Royal Journey
(Voyage royal)
Year: 1951
Language: English
Format: 35mm Colour
Runtime: 54 min
Director:
David Bairstow,
Gudrun Parker,
Roger Blais
Producer:
Tom Daly
Writer:
Leslie McFarlane
Cinematographer:
Grant McLean,
Osmond Borradaile
Editor:
Victor Jobin,
Betty Brunke,
Ronald Dick
Sound:
Joseph Champagne,
Kenneth Heeley-Ray
Music:
Louis Applebaum
Narration:
Elwood Glover
Production Company:
National Film Board of Canada
Royal Journey, a documentary account of the five-week Canadian tour by young Princess Elizabeth and the Duke of Edinburgh to Canada and the United States in the fall of 1951, demonstrates the National Film Board at its most technically skilful – but also its most institutionally ponderous and pompous. We follow the royal train as it crosses the Prairies and the Rockies, stopping in several small towns along the way. The royal couple boards HMCS Crusader in Vancouver and watches Native dancers in Victoria’s Thunderbird Park, then are welcomed to the United States by President Harry S. Truman.

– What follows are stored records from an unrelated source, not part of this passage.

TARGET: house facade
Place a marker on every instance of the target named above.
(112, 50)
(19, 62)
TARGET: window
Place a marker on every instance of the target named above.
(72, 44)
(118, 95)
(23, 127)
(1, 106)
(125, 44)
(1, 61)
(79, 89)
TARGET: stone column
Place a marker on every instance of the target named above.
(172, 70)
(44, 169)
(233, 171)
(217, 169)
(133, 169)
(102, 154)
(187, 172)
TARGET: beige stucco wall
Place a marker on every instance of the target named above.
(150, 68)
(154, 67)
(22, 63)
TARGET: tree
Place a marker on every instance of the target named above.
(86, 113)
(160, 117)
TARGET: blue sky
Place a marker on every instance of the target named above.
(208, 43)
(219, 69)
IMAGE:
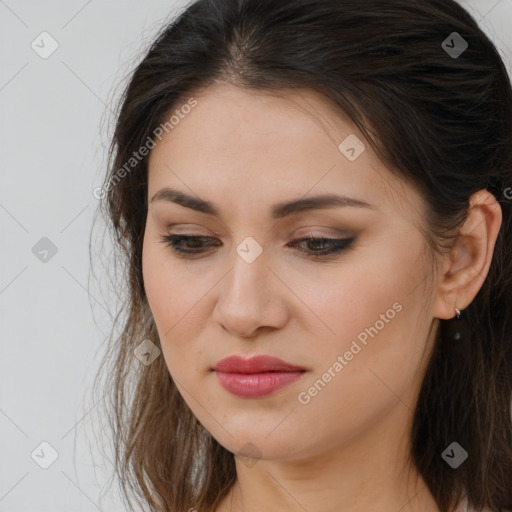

A cross-section of Canadiana greets the royals during the remainder of their journey: a ballet performance in Winnipeg; the pageantry of Montreal and Quebec City; the huge air force base at Trenton, Ontario; the National War Memorial in Ottawa; the University of New Brunswick in Fredericton; a steel mill in Sydney, Nova Scotia; the Newfoundland outport of Portugal Cove.
The film is memorable less for its scenes of joy-filled Canadian life than for having been the first major film to use the new single emulsion Eastmancolor stock (this stock was chosen due to the historical significance of the event) – and for its successful theatrical run. It was seen by millions of Canadians (breaking box-office records for any Canadian film up to that time) and was released theatrically in Britain, the United States and many other countries. It won a Canadian Film Award for Feature Length Documentary and a BAFTA Award for Best Documentary.